Abstract
ChAdOx1 nCoV-19 vaccine (AstraZeneca) has been associated with rare adverse events following vaccination such as thrombosis with thrombocytopenia syndrome, inflammatory myositis, and autoimmune encephalitis. Para-infectious or post-infectious myelin oligodendrocyte glycoprotein-associated disorders (MOGAD) have been reported in association with coronavirus disease. However, post-vaccine MOGAD (PV-MOGAD) has not yet been reported. Here, we report three cases of PV-MOGAD who presented with a prolonged severe headache after the ChAdOx1 vaccination. Other features of MOGAD such as optic neuritis or tumefactive demyelination appeared much later. Aseptic meningitis can be a presenting feature of PV-MOGAD. When patients present with a severe headache after the ChAdOx1 vaccination, PV-MOGAD should be considered along with thrombosis with thrombocytopenia syndrome.
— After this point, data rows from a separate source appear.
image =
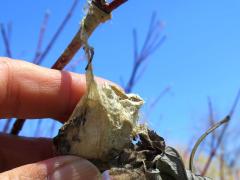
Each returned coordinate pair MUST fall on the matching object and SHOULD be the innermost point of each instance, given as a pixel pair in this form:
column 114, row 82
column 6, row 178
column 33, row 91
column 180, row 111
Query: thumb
column 61, row 167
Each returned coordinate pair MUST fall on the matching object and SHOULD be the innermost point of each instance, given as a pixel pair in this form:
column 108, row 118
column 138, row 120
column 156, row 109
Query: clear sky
column 200, row 57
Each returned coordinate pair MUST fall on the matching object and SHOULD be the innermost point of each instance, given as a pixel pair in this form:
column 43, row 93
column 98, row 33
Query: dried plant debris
column 103, row 127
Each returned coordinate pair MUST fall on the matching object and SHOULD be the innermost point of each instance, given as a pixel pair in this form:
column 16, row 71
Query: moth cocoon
column 104, row 121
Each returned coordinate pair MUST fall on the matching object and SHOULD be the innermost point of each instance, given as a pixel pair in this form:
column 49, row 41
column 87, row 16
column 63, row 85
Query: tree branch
column 95, row 16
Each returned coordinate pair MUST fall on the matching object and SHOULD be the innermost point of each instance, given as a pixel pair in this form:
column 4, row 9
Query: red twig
column 59, row 30
column 220, row 138
column 37, row 59
column 5, row 40
column 72, row 48
column 20, row 122
column 152, row 42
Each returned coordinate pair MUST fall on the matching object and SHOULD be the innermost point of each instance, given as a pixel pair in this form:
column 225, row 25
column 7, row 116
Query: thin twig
column 58, row 32
column 151, row 43
column 219, row 140
column 225, row 120
column 20, row 122
column 75, row 44
column 5, row 40
column 36, row 59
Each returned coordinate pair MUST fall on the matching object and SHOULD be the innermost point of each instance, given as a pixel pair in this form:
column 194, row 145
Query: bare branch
column 58, row 32
column 151, row 43
column 36, row 59
column 5, row 40
column 72, row 48
column 220, row 138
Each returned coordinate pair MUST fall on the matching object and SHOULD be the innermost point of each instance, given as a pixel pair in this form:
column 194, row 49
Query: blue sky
column 200, row 57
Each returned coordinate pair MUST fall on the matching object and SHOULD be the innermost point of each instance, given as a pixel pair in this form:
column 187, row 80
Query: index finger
column 31, row 91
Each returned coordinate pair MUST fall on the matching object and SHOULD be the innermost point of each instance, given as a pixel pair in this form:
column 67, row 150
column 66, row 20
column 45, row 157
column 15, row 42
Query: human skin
column 29, row 91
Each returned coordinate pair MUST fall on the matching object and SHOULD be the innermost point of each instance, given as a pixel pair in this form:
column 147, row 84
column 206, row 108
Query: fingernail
column 76, row 169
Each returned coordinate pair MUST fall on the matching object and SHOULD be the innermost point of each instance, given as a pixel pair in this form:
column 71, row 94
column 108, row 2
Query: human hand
column 30, row 91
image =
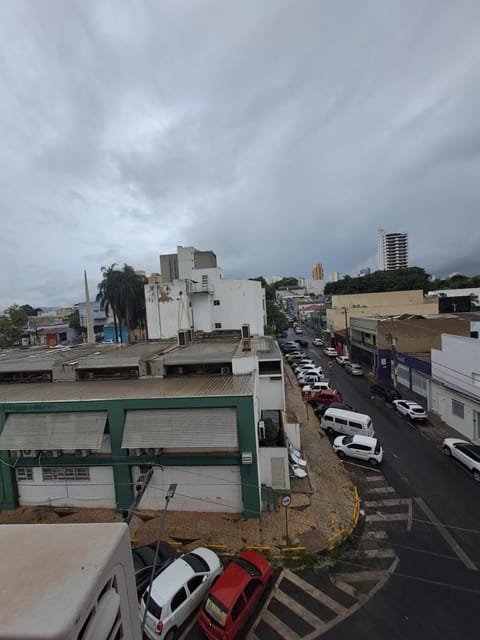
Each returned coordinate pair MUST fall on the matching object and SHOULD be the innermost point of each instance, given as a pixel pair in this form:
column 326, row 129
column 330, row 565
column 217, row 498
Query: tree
column 122, row 292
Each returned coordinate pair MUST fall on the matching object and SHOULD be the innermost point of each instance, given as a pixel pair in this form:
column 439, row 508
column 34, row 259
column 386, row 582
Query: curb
column 339, row 537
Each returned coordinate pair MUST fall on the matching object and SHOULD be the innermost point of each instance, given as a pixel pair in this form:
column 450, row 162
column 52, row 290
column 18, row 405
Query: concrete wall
column 97, row 492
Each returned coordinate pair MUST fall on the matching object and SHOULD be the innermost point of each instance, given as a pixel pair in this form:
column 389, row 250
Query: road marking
column 386, row 502
column 296, row 607
column 381, row 490
column 314, row 592
column 386, row 517
column 379, row 553
column 447, row 536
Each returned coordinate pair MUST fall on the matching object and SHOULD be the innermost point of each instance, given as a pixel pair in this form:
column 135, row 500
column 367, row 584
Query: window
column 194, row 582
column 458, row 409
column 24, row 473
column 179, row 598
column 61, row 474
column 355, row 425
column 251, row 587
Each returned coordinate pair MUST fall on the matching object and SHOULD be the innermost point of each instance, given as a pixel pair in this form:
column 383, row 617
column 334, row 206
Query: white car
column 330, row 351
column 178, row 591
column 353, row 369
column 361, row 447
column 466, row 453
column 297, row 471
column 410, row 409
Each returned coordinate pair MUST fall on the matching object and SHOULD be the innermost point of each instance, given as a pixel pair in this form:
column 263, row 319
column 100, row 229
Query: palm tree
column 122, row 291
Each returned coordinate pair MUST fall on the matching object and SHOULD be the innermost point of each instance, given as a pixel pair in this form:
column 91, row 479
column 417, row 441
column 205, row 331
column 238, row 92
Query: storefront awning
column 49, row 431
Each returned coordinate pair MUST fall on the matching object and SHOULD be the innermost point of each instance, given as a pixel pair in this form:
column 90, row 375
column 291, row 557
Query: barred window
column 24, row 473
column 61, row 474
column 458, row 409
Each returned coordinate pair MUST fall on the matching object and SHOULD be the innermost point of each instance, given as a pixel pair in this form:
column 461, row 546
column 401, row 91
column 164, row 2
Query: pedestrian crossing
column 307, row 603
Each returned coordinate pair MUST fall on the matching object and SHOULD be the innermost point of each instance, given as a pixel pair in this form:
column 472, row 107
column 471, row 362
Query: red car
column 326, row 396
column 233, row 598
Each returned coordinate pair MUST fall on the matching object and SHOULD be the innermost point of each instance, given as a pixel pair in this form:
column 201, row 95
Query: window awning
column 181, row 429
column 49, row 431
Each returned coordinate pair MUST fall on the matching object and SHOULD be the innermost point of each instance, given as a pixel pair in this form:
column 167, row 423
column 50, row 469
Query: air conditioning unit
column 153, row 451
column 30, row 453
column 261, row 430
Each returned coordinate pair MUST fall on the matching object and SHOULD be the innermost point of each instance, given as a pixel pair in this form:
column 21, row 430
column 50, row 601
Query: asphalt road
column 435, row 589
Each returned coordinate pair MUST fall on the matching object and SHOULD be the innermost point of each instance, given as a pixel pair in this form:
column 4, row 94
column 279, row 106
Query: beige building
column 382, row 303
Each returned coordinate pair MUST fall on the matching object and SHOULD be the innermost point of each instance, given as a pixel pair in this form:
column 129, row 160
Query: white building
column 201, row 300
column 455, row 385
column 392, row 250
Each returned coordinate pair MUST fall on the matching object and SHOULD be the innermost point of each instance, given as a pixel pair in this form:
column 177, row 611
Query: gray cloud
column 276, row 134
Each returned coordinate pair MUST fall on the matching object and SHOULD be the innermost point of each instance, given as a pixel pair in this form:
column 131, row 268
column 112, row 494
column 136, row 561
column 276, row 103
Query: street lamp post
column 169, row 495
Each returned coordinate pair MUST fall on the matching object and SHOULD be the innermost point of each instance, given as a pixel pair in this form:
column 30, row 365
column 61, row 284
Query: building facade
column 392, row 250
column 83, row 427
column 455, row 384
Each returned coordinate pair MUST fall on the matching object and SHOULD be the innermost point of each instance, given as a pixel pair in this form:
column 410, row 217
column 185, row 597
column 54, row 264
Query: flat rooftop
column 179, row 387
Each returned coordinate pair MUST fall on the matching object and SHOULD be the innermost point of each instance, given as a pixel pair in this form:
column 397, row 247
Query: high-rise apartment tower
column 317, row 272
column 392, row 250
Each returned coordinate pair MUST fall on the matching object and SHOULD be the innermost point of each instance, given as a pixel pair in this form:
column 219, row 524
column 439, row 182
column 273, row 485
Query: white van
column 349, row 423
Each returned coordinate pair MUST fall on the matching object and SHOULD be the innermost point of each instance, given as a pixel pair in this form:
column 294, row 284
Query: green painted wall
column 122, row 463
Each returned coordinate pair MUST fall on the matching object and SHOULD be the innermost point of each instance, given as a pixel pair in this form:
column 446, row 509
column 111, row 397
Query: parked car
column 303, row 343
column 234, row 598
column 326, row 396
column 466, row 453
column 297, row 471
column 361, row 447
column 330, row 351
column 353, row 369
column 410, row 409
column 143, row 561
column 386, row 393
column 178, row 591
column 321, row 408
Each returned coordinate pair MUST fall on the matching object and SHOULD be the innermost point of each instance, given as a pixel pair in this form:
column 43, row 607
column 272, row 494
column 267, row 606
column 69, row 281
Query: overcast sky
column 277, row 134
Keywords: myelin oligodendrocyte glycoprotein-associated disorders, post-chadox1 vaccination mogad, post-vaccination mogad, chadox1 vaccination, mogad
Introduction
The ChAdOx1 nCoV-19 vaccine is associated with very rare adverse events following immunization (AEFI), such as thrombosis with thrombocytopenia syndrome, inflammatory myositis, and autoimmune encephalitis [1-3]. Myelin oligodendrocyte glycoprotein-associated disorders (MOGAD) is an inflammatory demyelinating disorder associated with immunoglobulin G (IgG) serum MOG antibodies. MOGAD presents with optic neuritis, transverse myelitis, acute disseminated encephalomyelitis, aseptic meningoencephalitis, or pseudotumor cerebri-like presentations [4].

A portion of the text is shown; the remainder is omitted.